The first step was to weld the cables to the piezoelectric, cutting these to a sufficient length to have freedom when arranging the battery on the table or where we go to practice.
After some research, we observed that it was important that the pad optimally transmitted the vibration of each impact to the piezoelectric, so that materials such as wood or plastic were discarded. Finally, we opted to use metal lids for canned food, which comply with their function and have a suitable appearance for their purpose.
Trying with the drumsticks and as expected, the impacts were too noisy and moved away from the solution of a silent drums. In order to solve it, we cover the surface with a Eva foam, cut to the dimensions of the central circumference of the lid. It is glued with double-sided tape thin enough so that the relief is not noticeable when playing. In addition, as the edge of the lids still made an annoying noise that prevented us from playing comfortably, we put a few small drops of hot melt glue on the edge to prevent the pad from slipping and softening each impact as much as possible.
To prevent the four pads from dispersing while touching, we joined them in pairs by means of a threaded bar that entered from the side, fixed from the inside with a small nut.

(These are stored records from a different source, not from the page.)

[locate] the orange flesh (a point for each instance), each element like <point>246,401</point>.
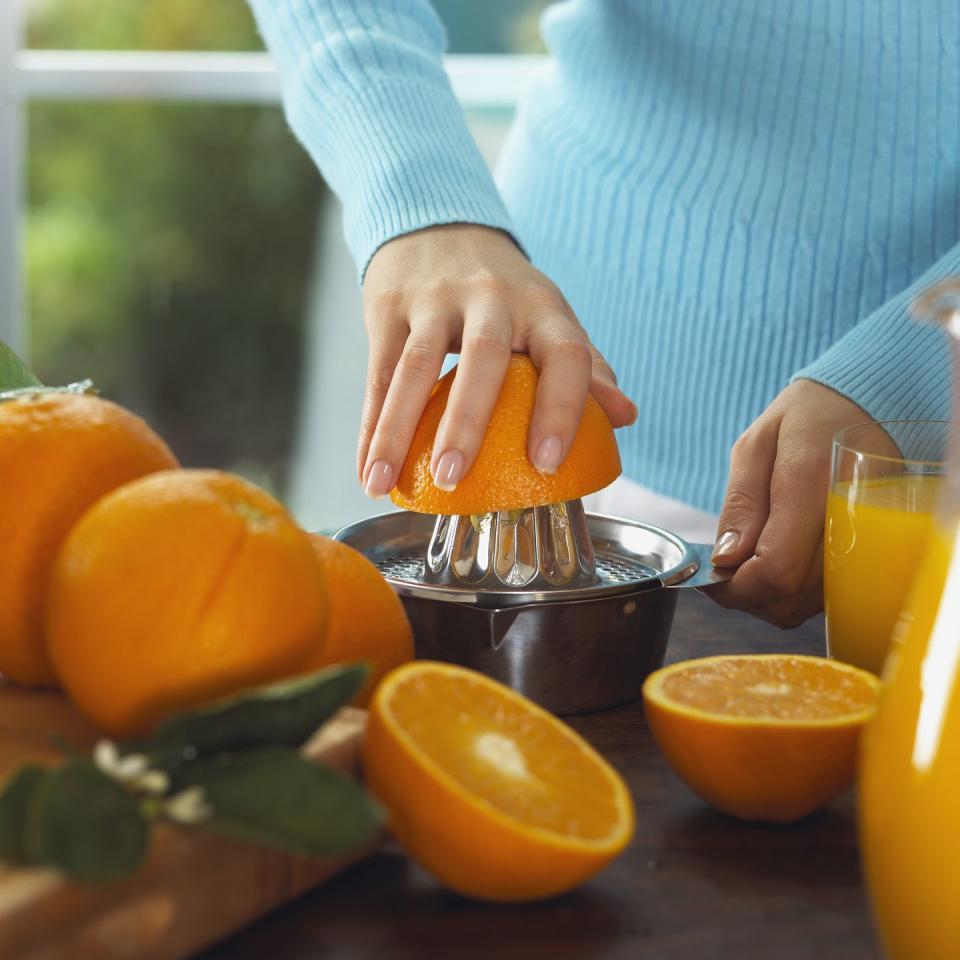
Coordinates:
<point>518,762</point>
<point>785,688</point>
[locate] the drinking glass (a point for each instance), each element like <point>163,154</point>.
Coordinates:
<point>885,479</point>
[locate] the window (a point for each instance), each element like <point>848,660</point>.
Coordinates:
<point>178,245</point>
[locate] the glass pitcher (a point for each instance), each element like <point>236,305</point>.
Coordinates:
<point>909,802</point>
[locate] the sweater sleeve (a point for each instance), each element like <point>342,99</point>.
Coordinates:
<point>365,91</point>
<point>890,365</point>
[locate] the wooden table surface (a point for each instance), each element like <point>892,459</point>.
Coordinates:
<point>694,884</point>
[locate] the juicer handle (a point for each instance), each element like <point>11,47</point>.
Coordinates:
<point>707,574</point>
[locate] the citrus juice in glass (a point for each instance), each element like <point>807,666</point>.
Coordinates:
<point>879,519</point>
<point>910,777</point>
<point>909,787</point>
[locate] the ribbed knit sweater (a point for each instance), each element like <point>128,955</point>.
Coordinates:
<point>730,193</point>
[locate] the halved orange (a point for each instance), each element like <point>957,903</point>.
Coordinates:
<point>761,737</point>
<point>493,795</point>
<point>501,477</point>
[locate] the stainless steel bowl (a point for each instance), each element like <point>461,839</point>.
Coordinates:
<point>572,649</point>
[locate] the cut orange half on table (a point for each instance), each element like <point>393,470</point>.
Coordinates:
<point>761,737</point>
<point>493,795</point>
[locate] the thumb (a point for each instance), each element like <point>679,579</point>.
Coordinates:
<point>746,505</point>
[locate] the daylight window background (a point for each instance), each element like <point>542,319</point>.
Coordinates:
<point>189,259</point>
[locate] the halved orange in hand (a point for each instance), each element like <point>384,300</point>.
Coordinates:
<point>493,795</point>
<point>502,477</point>
<point>761,737</point>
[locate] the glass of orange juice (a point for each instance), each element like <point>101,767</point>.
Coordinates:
<point>885,481</point>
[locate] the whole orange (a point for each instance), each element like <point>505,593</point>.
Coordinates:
<point>502,477</point>
<point>179,588</point>
<point>366,619</point>
<point>59,453</point>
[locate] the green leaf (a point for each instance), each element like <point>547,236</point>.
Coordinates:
<point>286,713</point>
<point>82,386</point>
<point>14,373</point>
<point>276,797</point>
<point>86,824</point>
<point>14,807</point>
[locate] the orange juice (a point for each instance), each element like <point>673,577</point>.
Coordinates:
<point>875,534</point>
<point>910,776</point>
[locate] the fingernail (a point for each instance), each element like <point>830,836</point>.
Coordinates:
<point>547,457</point>
<point>726,544</point>
<point>379,480</point>
<point>449,470</point>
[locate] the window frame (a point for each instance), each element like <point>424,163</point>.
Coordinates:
<point>480,82</point>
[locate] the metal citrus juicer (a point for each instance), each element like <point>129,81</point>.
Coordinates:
<point>572,609</point>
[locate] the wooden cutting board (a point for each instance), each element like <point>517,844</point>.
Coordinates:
<point>194,889</point>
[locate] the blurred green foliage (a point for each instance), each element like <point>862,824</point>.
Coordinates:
<point>169,247</point>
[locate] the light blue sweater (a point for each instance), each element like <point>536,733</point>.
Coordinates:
<point>730,193</point>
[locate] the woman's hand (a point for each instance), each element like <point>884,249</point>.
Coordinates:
<point>469,290</point>
<point>773,515</point>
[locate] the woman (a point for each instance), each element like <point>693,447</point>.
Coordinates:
<point>736,200</point>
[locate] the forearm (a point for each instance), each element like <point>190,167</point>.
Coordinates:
<point>366,93</point>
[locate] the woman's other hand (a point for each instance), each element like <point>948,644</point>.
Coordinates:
<point>773,514</point>
<point>469,290</point>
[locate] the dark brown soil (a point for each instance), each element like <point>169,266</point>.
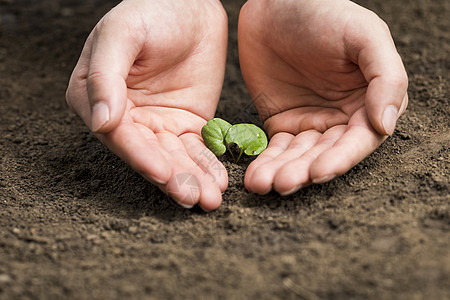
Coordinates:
<point>78,223</point>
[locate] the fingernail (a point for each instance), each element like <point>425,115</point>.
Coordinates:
<point>179,204</point>
<point>323,179</point>
<point>291,191</point>
<point>100,116</point>
<point>389,119</point>
<point>155,180</point>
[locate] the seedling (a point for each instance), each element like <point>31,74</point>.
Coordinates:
<point>219,135</point>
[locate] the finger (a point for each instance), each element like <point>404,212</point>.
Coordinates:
<point>277,145</point>
<point>264,176</point>
<point>114,49</point>
<point>196,186</point>
<point>76,94</point>
<point>295,174</point>
<point>205,159</point>
<point>209,171</point>
<point>140,148</point>
<point>383,69</point>
<point>356,144</point>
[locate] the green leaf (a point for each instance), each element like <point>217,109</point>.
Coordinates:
<point>213,134</point>
<point>250,139</point>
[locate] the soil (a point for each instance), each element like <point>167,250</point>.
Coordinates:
<point>77,223</point>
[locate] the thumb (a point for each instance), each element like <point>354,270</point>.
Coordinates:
<point>112,54</point>
<point>386,95</point>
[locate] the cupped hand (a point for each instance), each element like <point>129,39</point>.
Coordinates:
<point>328,84</point>
<point>148,79</point>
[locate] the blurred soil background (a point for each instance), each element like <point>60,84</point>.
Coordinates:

The problem when we started playing was that since it was a metallic material, it transmitted the vibrations from one pad to the other, so when we played one, his partner sounded at the same time.
Finally we removed the rods and saw that it was enough and even more practical to use the piezo cable itself as a union.
As for the pedal, we had the initial idea of holding the piezo between a sandwich; to avoid the direct impact of the piezo against the ground. To do this we glued the piezo on a wooden plate and glued another PVC plate of the same size, to which we made a small crack facilitating and accommodating both the piezo and the cable.
At first we used PVC for both plates, but after several tests we realized that this material absorbed too much impact and transmitted it to the piezo.
To avoid having a pedal loose and moving as you step, we decided to place a rubber band between the sandwich to hold the pedal to our foot and ensure each stroke on the drum.
Finally, to achieve a better finish, we built a small box ourselves that housed the protoboard and the arduino. This is where the 5 cables enter through one side and allows the USB cable to be connected through the other. It is mounted in black feather cardboard, for its easy handling and to continue with the black and white aesthetics of the whole prototype.